Towards Understanding Ambiguity Resolution in Multimodal Inference of Meaning
Yufei Wang, Adriana Kovashka, Loretta Fernández, Marc N. Coutanche, Seth Wiener
TL;DR
This study tackles ambiguity resolution in multimodal foreign-language learning by examining how image and text features, along with learners' language backgrounds, influence the inference of unfamiliar word meanings. It reports two participant studies and analyzes data- and participant-driven predictors, finding limited robust features overall but language-specific effects. It then evaluates AI systems' ability to predict participant performance, showing that incorporating strategy information and image-derived descriptions enhances predictive power and demonstrates the potential for AI-assisted dynamic curation of increasingly challenging learning examples.
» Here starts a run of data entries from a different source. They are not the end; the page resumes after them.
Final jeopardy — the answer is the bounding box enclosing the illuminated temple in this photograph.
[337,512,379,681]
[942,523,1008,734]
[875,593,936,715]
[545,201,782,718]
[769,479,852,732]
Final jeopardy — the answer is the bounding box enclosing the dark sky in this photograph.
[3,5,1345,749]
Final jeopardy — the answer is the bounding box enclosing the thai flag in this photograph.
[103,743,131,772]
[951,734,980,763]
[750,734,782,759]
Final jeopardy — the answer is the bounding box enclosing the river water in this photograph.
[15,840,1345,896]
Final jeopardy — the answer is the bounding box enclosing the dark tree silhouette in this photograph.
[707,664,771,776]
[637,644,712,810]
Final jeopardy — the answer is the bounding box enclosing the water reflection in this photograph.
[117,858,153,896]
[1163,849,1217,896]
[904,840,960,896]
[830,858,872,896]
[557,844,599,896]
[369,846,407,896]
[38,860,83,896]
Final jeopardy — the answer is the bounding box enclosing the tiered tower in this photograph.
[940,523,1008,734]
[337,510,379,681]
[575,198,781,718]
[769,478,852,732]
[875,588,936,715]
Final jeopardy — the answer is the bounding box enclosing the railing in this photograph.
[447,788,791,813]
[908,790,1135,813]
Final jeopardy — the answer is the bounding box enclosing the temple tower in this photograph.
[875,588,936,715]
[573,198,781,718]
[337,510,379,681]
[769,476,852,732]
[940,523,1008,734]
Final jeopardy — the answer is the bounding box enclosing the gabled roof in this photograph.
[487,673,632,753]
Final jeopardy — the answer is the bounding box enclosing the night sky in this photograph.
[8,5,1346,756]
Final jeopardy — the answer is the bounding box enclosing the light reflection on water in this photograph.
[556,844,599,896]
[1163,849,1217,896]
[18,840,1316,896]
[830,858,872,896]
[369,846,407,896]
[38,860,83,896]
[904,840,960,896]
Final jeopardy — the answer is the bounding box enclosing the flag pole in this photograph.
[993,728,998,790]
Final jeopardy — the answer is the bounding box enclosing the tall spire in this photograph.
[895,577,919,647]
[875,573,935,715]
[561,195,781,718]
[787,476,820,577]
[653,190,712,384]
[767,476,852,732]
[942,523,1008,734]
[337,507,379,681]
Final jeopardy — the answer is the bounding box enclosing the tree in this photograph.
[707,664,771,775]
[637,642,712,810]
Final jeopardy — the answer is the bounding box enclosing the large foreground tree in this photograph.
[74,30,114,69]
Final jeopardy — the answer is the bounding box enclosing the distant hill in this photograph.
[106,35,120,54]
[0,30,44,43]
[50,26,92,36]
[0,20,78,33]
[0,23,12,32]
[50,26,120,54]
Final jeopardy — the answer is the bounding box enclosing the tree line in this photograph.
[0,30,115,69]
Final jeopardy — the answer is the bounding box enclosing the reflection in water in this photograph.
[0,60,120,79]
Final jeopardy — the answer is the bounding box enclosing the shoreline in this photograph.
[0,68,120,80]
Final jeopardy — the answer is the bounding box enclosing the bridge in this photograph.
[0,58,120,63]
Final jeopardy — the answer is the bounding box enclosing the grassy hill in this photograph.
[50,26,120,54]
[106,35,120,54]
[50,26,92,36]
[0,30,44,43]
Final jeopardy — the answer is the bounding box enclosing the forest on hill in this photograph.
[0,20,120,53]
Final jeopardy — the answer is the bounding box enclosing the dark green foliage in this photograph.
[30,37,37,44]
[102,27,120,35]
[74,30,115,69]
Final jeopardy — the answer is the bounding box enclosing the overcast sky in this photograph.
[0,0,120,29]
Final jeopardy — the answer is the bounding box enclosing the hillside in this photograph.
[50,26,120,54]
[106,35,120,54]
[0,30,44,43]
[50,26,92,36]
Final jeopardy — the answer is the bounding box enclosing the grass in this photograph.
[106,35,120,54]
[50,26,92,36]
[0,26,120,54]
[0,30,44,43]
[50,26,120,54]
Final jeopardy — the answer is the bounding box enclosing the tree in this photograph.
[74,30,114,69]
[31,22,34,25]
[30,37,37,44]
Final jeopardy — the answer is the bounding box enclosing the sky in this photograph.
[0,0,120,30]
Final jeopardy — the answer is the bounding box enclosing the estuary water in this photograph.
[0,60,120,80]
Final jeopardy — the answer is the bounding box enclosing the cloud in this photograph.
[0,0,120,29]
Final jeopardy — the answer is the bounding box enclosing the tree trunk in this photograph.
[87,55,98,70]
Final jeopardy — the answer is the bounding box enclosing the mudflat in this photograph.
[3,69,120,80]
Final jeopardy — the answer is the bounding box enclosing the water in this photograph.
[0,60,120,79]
The work points toward adaptive, multimodal learning environments and emphasizes the need for larger datasets and safeguards when applying AI to pedagogy.
Abstract
We investigate a new setting for foreign language learning, where learners infer the meaning of unfamiliar words in a multimodal context of a sentence describing a paired image. We conduct studies with human participants using different image-text pairs. We analyze the features of the data (i.e., images and texts) that make it easier for participants to infer the meaning of a masked or unfamiliar word, and what language backgrounds of the participants correlate with success. We find only some intuitive features have strong correlations with participant performance, prompting the need for further investigating of predictive features for success in these tasks. We also analyze the ability of AI systems to reason about participant performance, and discover promising future directions for improving this reasoning ability.